World War I: The End and the Aftermath
One hundred years ago on this day in 1918, and just four hours ago, the guns fell silent all over the world. One of the most devastating wars in human history was over. It is estimated that 40 million soldiers and civilians were killed or wounded in the First World War. It is a day, a century later, that is still observed with solemnity and mourning around the world. In the United States, today is known as Veterans Day. In the United Kingdom and most of the British Commonwealth, Remembrance Day. In France, Armistice Day.
It has been said of the First World War that it was "the great seminal catastrophe of the twentieth century, because it led to so many further catastrophes."1 Four great empires collapsed with geopolitical consequences that endure to this day. The one remaining empire was exhausted and depleted. A world weakened by the harsh privations of war was soon swept and devastated by an outbreak of deadly influenza that killed over 50 million. And the First World War was but the precursor to the even more deadly Second World War that killed around 80 million soldiers and civilians around the world, and brought the world the unspeakable horrors of genocide on an industrial scale.
Britten's "War Requiem"
It was against this background that the great British composer Benjamin Britten wrote his magnificent "War Requiem." I first heard the "War Requiem" in 1982, when I took my grandmother to a performance held to commemorate Anzac Day, Australia's day of remembrance for the first landings at Gallipoli in 1915. For her, the First World War was still very much alive. She had lost childhood friends, as had nearly all Australian families, in a country that had suffered more casualties than the United States, with a fifteenth of the population. The man she was to later marry, my grandfather, fought in this conflict in one of the Australian regiments as did my paternal grandfather in one of the Scottish regiments, and within 50 miles of each other. I had never heard a more moving and profound musical statement about the horrors and dreadfulness of war. I have been privileged enough to hear it a number of times since then, as we all will today. There is maybe no more appropriate piece of music to commemorate the centennial of the end of the First World War than Britten’s War Requiem. It demonstrates that music can give expression to human experiences that are so profound as to be almost overwhelming, experiences that cannot be captured in words alone.
The "War Requiem" was first performed in 1962 at the newly rebuilt Coventry Cathedral in the city of Coventry in central England. Britten was commissioned to write a piece for the consecration of the new cathedral, which was built alongside the ruins of the original millennium-old structure, which was destroyed during the devastating bombing of Coventry during the Blitz in the Second World War.

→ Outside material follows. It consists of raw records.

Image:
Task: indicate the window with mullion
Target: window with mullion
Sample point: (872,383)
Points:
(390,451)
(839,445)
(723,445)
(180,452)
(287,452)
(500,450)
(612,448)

Britten dedicated the piece to four close friends, three of whom were killed in the Second World War. It was a public statement of Britten's anti-war convictions and a denunciation of the wickedness and horrors of war. As an eloquent gesture of reconciliation and unity, the original soloists were to be Galina Vishnevskaya (a Russian), Peter Pears (an Englishman) and Dietrich Fischer-Dieskau (a German).
Its connection to the First World War is through its incorporation of the deeply moving poetry of Wilfred Owen, a British soldier and poet who fought and died in the First World War. Owen was virtually unknown at his death, but has since come to be known as perhaps the greatest war poet in the English language. An officer with strong pacifist convictions, he was killed just one week before the Armistice.
Today's performance is the first event of "World War I: The End and the Aftermath," a series of events over the rest of this academic year at Indiana University designed to commemorate the centennial of the end of the First World War. It has been organized by Provost Professor Andrea Ciccarelli, dean of IU's Hutton Honors College, who also oversaw IU's series of events in the 2014-2015 academic year that marked the centennial of the war’s beginning. I also invite you to join us tomorrow afternoon at 4:00 p.m. in Franklin Hall for "A Literary Legacy of the Great War," during which I will join other IU faculty members in reading poems about the First World War by a number of great poets from around the world. We are all extremely grateful to Professor Ciccarelli and his colleagues for their outstanding efforts.
The Jacobs School of Music
The "War Requiem" is being performed in a number of venues around the world this month and this weekend, including at Coventry Cathedral, to mark the 100th anniversary of the end of the First World War. It is performed relatively rarely because of the vast resources it requires. But we are all extremely fortunate that the Jacobs School of Music has such resources, unique, perhaps, among schools of music in the United States. The outstanding musicianship of the school will be in full evidence during today’s performance and we are grateful for the efforts of the many superbly talented and dedicated musicians who are making today’s performance possible.
And now, under the direction of Betsy Burleigh, the Thomas R. Kasdorf Professor of Choral Conducting in the Jacobs School of Music, and Children's Choir director Brent Gault…Benjamin Britten's War Requiem.
Source Notes
1. George F. Kennan, The Decline of Bismarck's European Order: Franco-Russian Relations, 1875-1890, (Princeton University Press 1979), 3.